The three albums from New Wave icons Gleaming Spires (Sparks' Leslie Bohem and David Kendrick) have been expanded for reissue by Omnivore Recordings and to celebrate their release this week we asked David and Les to tell us about their classic song "Life Out On The Lawn". Here is the story:
David: It's almost always a good thing - so-called "channel" writing, wherein you sit, move a pen, and the words conduit through you from elsewhere directly onto the page. The sets of statements that make up Life Out on the Lawn came to me that way. At first I thought of it as a poem rather than a song lyric, going so far as to submit it to the New Yorker magazine (rejected!) before wending its way to Les Bohem's house.
Les was my partner in crime in Bates Motel and then Gleaming Spires. We were writing partners and the drums/bass rhythm section for those bands as well as Sparks. We were busy bees. This was 1981.
Life Out on the Lawn was the first full-band track cut by Gleaming Spires. Our first album had already come out, recorded only by Les and myself with producer/musician Steve Hague. We were at Musicland Studios in Munich working on a Sparks record. After hours, in the dead of night (when the Sparks sessions were done), on two-inch tape we recorded bass guitar, my drum kit, sax, a relentless tribal chant, and Les' possessed vocal line - as the song's protagonist sinks into the terrain of a "lawn" that was no longer content to be a lawn. The natural world in revolt.
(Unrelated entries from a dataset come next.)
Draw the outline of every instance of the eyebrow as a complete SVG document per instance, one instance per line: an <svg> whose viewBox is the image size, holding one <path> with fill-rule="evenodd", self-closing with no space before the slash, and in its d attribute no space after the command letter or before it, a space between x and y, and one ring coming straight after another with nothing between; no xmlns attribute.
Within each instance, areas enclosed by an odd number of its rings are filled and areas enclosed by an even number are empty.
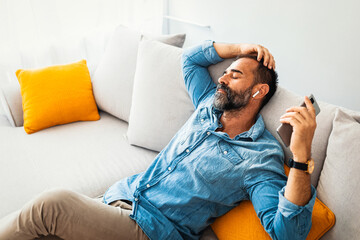
<svg viewBox="0 0 360 240"><path fill-rule="evenodd" d="M237 73L243 74L242 71L237 70L237 69L231 69L230 71L231 71L231 72L237 72ZM226 73L226 70L224 71L224 73Z"/></svg>

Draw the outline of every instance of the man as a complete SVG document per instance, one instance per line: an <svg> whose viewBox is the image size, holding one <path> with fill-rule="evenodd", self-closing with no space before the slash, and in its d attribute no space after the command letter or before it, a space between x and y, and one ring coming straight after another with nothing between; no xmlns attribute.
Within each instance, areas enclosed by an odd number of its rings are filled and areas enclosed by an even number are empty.
<svg viewBox="0 0 360 240"><path fill-rule="evenodd" d="M239 55L216 86L207 67ZM292 168L287 180L282 149L259 115L276 90L274 67L259 45L206 41L185 50L183 75L196 110L145 172L107 190L103 200L112 206L47 192L0 227L0 239L198 239L245 199L273 239L305 239L315 201L310 175ZM305 103L280 119L293 126L290 149L299 163L311 158L316 127Z"/></svg>

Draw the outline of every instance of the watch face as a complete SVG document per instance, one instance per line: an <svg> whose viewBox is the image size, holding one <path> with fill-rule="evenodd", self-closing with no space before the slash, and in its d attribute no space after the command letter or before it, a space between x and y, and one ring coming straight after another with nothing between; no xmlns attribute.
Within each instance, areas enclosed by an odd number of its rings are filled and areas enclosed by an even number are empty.
<svg viewBox="0 0 360 240"><path fill-rule="evenodd" d="M310 174L312 174L313 171L314 171L314 168L315 168L314 160L313 160L313 159L310 159L310 160L308 161L308 170L307 170L307 172L310 173Z"/></svg>

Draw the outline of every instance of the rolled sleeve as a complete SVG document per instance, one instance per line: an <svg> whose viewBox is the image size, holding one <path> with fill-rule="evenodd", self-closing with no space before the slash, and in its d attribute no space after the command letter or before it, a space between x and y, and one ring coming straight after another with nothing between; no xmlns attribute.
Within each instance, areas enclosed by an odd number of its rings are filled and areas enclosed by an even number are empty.
<svg viewBox="0 0 360 240"><path fill-rule="evenodd" d="M291 219L301 214L303 211L307 211L309 214L312 213L316 199L316 190L313 186L311 186L311 199L305 206L299 206L290 202L285 198L284 193L285 187L279 192L279 211L284 217Z"/></svg>
<svg viewBox="0 0 360 240"><path fill-rule="evenodd" d="M216 88L208 66L223 61L216 52L213 41L185 49L182 55L182 72L186 89L195 108L207 94Z"/></svg>
<svg viewBox="0 0 360 240"><path fill-rule="evenodd" d="M272 239L304 240L312 225L316 190L311 186L311 198L305 206L290 202L284 196L287 179L283 163L275 161L276 158L268 160L263 165L252 165L245 175L245 186L256 214Z"/></svg>
<svg viewBox="0 0 360 240"><path fill-rule="evenodd" d="M214 48L214 41L206 40L202 44L202 51L204 52L204 56L209 64L216 64L218 62L223 61L224 59L219 56Z"/></svg>

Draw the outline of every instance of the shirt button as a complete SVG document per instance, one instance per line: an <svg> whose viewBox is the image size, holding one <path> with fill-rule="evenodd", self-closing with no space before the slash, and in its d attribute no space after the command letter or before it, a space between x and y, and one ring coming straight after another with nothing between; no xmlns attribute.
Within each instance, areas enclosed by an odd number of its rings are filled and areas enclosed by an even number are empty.
<svg viewBox="0 0 360 240"><path fill-rule="evenodd" d="M205 121L205 120L202 118L202 119L201 119L201 122L204 122L204 121Z"/></svg>
<svg viewBox="0 0 360 240"><path fill-rule="evenodd" d="M146 187L149 188L149 187L150 187L150 184L146 184Z"/></svg>
<svg viewBox="0 0 360 240"><path fill-rule="evenodd" d="M171 167L168 167L168 170L171 171Z"/></svg>
<svg viewBox="0 0 360 240"><path fill-rule="evenodd" d="M135 202L137 202L139 199L135 198L134 200L135 200Z"/></svg>
<svg viewBox="0 0 360 240"><path fill-rule="evenodd" d="M227 151L224 151L224 154L226 155L228 152Z"/></svg>
<svg viewBox="0 0 360 240"><path fill-rule="evenodd" d="M207 132L206 134L207 134L207 135L210 135L210 132Z"/></svg>
<svg viewBox="0 0 360 240"><path fill-rule="evenodd" d="M188 153L188 152L190 152L190 150L189 150L189 149L186 149L186 152Z"/></svg>

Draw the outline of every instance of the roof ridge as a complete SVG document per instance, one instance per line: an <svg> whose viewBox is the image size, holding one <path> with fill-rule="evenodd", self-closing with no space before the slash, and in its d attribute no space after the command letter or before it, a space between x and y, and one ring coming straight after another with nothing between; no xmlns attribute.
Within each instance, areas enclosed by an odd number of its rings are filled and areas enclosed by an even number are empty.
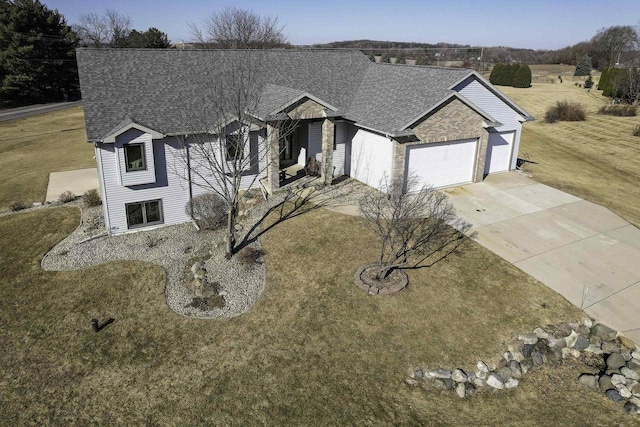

Blade by blade, yard by yard.
I had long been enthralled by the disaster novels of J.G. Ballard, written in the 1960s, where our planet morphs/dies in brutal and wonderful ways - by burning, fearsome winds, crystallization. In my mind, Life Out on the Lawn encapsulated a new kind of disaster, where the world below goes viscous, disrupting concrete and displacing and eating solid rock. As it turns out, this process mirrors a fungal world that is only coming to light today, where mycorrhizal connectivity links all forest plants to one another. Underground via hyphae.
As a band, we loved end-of-the-world scenarios, even naming our third LP "Welcoming a New Ice Age." The cover photo was us supposedly in an underground bunker drinking our way through the end of mankind! But as they say, that's another story...
Les conjured the broken-up and pained vocal cadence. I developed what I consider to be a very unique tom-tom drum pattern. Jim Goodwin skronked sax. And later, back in Los Angeles, Paul Cutler, then of 45 Grave, played some menace guitar. Most folks considered this an impossibly perverse follow-up to our first single "Are you Ready for The Sex Girls?", and they were probably right. But we considered all of our song subjects to be slightly subversive.
So what actually happens in the song? There is the man who will be enveloped. There is the house that will be enveloped. Rock is destroyed. The lawn ceases to be a lawn. Although the time duration is vague, the horror is already well underway. And if all this occurs within the song's four-minute timeframe, I ask: "Just who is the man telling this story to?"
It's a hard world out there...
Les Bohem: What scares me about "Life Out on the Lawn" is pretty much everything about "Life out on the Lawn." Setting David's lyrics to music was always a strange task for me, since, when I write on my own, it's kind of a lyric first, then something that resembles music, then the rest of the lyrics. And I tend to write about my own personal apocalypses. With David's incredible words, I would just sort of, well, I don't know, look for things that sung and then... I have no memory of writing the music to "Life Out On the Lawn." I remember where I would sit in the studio in Munich, I have a dim vision of Jim on sax, of David's ungodly beat. Did we come up with the bass and drums together? That bass line is a pretzel. Then there's the sonic as well as lyrical content of the song. It's f***ing terrifying. Those low vocals, with the chopped, Burroughs meets Bowie (yes, we were THAT pretentious) cut-up.
So then, we deicide to subvert all expectations by releasing the song as our follow up to Sex Girls. Then, it's released, mastered at the wrong speed - the original is VSOed DOWN, which one could assume was our protest against the VSOed UP sound of glam, but actually was an unhappy accident.
I remember standing on stage at the Santa Monica Civic, the curtain about to go up for a Sparks show, introduced by KROQ's legendary Jed the Fish, who was a friend of the Spires and had helped to "break" Sex Girls. The last words he said to me before introducing Sparks, "Hey, your new single sucks."
He was wrong, by the way. I think this is one of our best recordings. And thank God the New Yorker had (and still has) such crap taste in poetry.